Hey Osman, a change happened in all datasets, because the figures in the languages page were only approximations.
It is caused by this PR.
Previously, to speed-up stuff, a simple table of average seconds per recording per language was used, and if the language is newer a global average came in play. Now it displays the (near-)correct value.
Previously, it was calculated from a global average in v9.0 (April 2022 - which had 93 datasets). The global average was:
const AVG_CLIP_SECONDS = 4.694
It is again “near-exact”, because the value is ROUNDED UP.
In your case, in v9.0 you had this average: ug: 6.031,
, but afterwards probably you added shorter sentences and the average dropped - now showing more correct data.
In our case (Turkish) we got a bump from 127h to 132h as our average is higher (about 4%).
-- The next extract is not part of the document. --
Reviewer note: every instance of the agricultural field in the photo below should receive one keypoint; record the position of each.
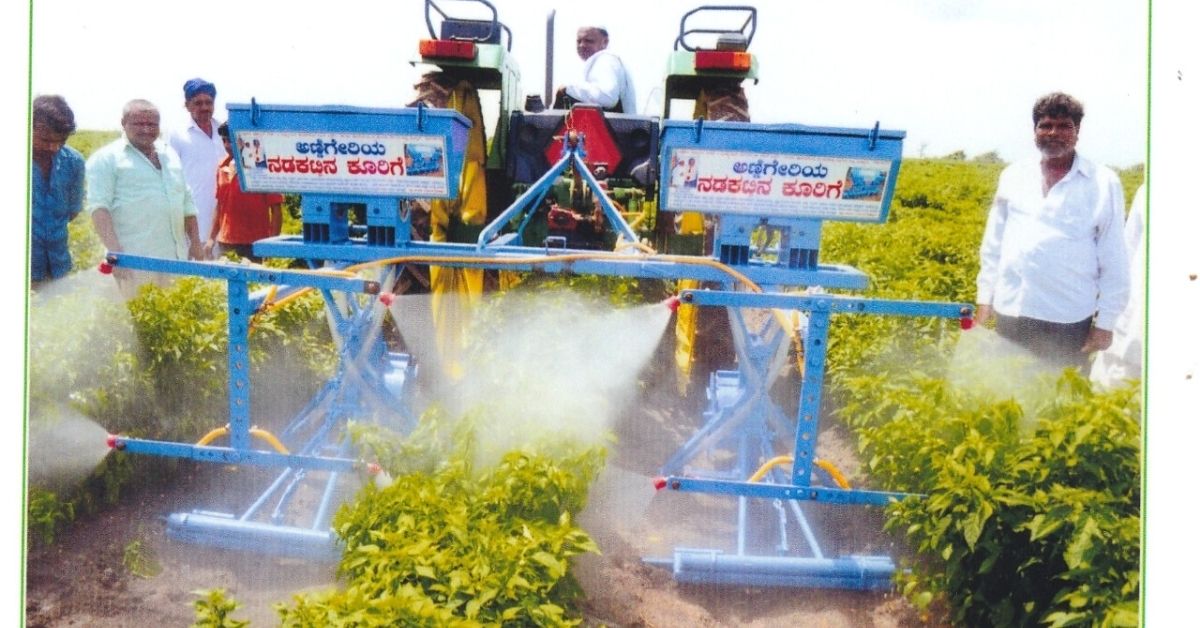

Beware, the release data (cv-dataset repo = metadata) should show the correct data, the languages page was for display purposes. For releases, it should also be correct in my Metadata Viewer (where I show cv-dataset values) and Dataset Analyzer (where I re-calculate) webapps.
Hope this explains it…
Hi @bozden thank you very^N much for your detailed explanation. As always you are very helpful.